I want to talk about fake data.
Fake data is an amazing tool for developing robust, scalable, and highly-accurate algorithms and analytic strategies for business use cases.
With fake but realistic data, I could test the sensitivity of different analytic approaches. I could figure out how much noise or systemic error it took to flip the conclusion. I could identify the root causes when the results deviated from expectations. In short, I could build more robust analytics.
By controlling both the quality of the data and how it was analyzed, I controlled the output consistency. In other words, I could engineer the system.
AI products should be the result of information engineering, not data science.
The single most important thing to learn from statistics or epistemology is that data is not knowledge. Data is not objective.
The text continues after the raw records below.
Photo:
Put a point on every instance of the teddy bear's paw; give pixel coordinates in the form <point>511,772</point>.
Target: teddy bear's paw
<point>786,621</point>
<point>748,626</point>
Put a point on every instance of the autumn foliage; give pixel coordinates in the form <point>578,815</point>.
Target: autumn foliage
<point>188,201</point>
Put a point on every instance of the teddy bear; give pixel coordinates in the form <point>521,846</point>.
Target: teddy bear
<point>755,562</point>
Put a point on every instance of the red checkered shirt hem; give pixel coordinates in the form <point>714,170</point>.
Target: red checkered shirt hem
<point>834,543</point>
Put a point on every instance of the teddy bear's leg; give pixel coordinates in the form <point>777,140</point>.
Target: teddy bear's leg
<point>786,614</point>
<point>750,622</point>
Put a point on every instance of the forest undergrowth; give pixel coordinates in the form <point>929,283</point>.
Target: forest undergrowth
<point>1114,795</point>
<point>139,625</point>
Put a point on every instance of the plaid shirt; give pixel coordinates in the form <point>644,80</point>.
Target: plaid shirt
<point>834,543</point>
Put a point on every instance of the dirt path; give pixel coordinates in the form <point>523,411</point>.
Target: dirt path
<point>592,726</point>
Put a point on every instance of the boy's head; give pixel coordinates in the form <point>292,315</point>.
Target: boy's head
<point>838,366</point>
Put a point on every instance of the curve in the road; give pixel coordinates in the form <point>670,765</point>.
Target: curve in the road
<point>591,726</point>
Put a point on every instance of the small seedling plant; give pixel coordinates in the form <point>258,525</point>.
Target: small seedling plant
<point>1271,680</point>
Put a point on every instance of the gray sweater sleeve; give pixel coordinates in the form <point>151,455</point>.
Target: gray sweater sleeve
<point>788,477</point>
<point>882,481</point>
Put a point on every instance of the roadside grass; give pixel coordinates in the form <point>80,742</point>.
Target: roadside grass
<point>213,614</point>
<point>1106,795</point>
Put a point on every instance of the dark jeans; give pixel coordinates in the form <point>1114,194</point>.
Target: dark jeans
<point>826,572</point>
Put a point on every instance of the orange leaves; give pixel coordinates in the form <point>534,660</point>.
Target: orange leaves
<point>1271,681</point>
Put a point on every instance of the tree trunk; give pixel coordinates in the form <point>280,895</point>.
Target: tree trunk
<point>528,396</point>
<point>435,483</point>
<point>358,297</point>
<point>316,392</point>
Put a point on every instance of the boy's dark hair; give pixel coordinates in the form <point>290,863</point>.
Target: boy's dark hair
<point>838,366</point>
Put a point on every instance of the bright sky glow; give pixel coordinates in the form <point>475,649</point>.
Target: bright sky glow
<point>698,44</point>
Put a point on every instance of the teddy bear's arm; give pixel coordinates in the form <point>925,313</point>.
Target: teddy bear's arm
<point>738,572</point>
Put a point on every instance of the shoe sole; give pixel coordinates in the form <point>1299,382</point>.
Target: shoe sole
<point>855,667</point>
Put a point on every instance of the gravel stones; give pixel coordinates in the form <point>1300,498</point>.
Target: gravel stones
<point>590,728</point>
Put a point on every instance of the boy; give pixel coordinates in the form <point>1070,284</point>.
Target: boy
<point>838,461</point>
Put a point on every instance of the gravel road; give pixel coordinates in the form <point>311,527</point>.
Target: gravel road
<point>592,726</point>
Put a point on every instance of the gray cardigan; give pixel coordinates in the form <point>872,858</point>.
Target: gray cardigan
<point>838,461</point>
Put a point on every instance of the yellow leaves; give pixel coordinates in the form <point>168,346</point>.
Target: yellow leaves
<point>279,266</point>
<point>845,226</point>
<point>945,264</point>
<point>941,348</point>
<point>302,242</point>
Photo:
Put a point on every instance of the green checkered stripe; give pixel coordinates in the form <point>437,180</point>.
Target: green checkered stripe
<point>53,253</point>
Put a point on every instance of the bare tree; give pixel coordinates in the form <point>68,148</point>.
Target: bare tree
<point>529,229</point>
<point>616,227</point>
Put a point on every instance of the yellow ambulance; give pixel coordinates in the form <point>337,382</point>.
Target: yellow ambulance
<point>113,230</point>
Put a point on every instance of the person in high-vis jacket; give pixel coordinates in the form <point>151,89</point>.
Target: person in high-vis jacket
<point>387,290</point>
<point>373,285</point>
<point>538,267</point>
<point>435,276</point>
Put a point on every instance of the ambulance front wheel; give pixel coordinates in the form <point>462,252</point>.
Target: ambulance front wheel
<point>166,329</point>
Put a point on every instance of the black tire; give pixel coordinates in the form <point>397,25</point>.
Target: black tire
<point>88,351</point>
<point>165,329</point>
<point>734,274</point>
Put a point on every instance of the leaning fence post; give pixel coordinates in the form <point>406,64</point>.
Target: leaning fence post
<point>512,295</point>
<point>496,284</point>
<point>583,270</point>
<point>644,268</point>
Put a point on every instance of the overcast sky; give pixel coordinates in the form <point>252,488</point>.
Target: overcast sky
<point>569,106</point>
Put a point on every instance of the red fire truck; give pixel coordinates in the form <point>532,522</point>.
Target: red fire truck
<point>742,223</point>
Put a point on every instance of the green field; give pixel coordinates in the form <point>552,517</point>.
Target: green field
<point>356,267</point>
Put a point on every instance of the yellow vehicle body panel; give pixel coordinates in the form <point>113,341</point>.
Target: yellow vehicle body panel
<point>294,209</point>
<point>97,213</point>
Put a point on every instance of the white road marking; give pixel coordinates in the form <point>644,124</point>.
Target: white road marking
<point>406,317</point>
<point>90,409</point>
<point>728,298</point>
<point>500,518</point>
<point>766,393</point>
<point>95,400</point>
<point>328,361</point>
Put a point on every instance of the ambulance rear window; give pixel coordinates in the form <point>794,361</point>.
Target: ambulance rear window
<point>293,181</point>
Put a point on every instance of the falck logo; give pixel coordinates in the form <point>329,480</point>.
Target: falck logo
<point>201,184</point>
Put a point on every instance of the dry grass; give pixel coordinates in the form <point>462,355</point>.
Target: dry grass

Data is only as useful as the business problem or scientific question to which it is applied.
In science, we do not get to control both the data and analytics. The data is as good as our methods and experiments allow. The result is a slow, painful process of iterative discovery and learning from falsification.
In business, we control both the data and analytics. We choose what data we collect and how accurately it is collected. We have the option to enforce quality standards on data. We also build the analytic approach. We get to control the quality of the outcome. Data scientists should use this amazing power more.
In short, I have learned that data science is bad for business. Product development processes should not be scientific—science self-corrects over generations. Products should be engineered. Engineering is the application of scientific theories to achieve specific outcomes. Engineering does not need to create new knowledge.
Data is not magic. I suspect information engineering will be a big part of the future of data science. There are tricks to it. I want to write about it.